República Argentina: 7:09:59pm

Por  Carlos Manfroni publicado por www.lanacion.com.ar

¿Qué respondería hoy la porción minoritaria del clero que puede hacer oír su voz en los medios de comunicación de América Latina si le preguntaran si debe pagarse el impuesto al César? ¿Contestaría, como lo hizo Jesús, “Dad al César lo que es del César y a Dios lo que es de Dios”?

Apresurémonos a aclararlo. Quien esto escribe es un católico practicante, conservador y temeroso de Dios.

¿Fue la respuesta de Jesús una frase para salir del paso? Si pensamos eso o actuamos como si lo creyéramos, la conclusión es que los cristianos hemos perdido la fe. No hay una sola palabra en el Evangelio que haya sido pronunciada en vano. Entonces, aquella respuesta debe querer decirnos algo trascendente; algo que vale para todos los tiempos, aunque ya no estemos bajo el dominio del emperador romano.

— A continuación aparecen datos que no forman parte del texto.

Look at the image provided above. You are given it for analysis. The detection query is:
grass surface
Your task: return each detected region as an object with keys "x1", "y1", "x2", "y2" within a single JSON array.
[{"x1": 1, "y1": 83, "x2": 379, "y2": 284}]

Hacia fines de los 70, comienzos de los 80, monseñor Vicente Zazpe, un obispo inconfundiblemente encuadrado del lado de los progresistas y que confrontó abiertamente con el gobierno militar, publicó un libro titulado Cristo: ¿revolucionario o conservador? La obra tuvo muy poca trascendencia, como hasta hace poco tenía poca trascendencia todo lo que no estuviera encuadrado en los moldes de la izquierda, pero su pedagogía era valiosa. En ella, el exobispo de Santa Fe, fallecido en 1984, hacía un repaso de aquellas partes del Evangelio que ligeramente podrían interpretarse o burdamente se han interpretado en uno u otro sentido. Su conclusión –condensada aquí al extremo– era que el Evangelio no debía leerse en tono político, porque el cristianismo convoca a un cambio de la vida interior hacia la fe, la esperanza y la caridad; en menos palabras, a la imitación de Cristo. Así fue siempre, cuando el texto sagrado no era cosificado por la política.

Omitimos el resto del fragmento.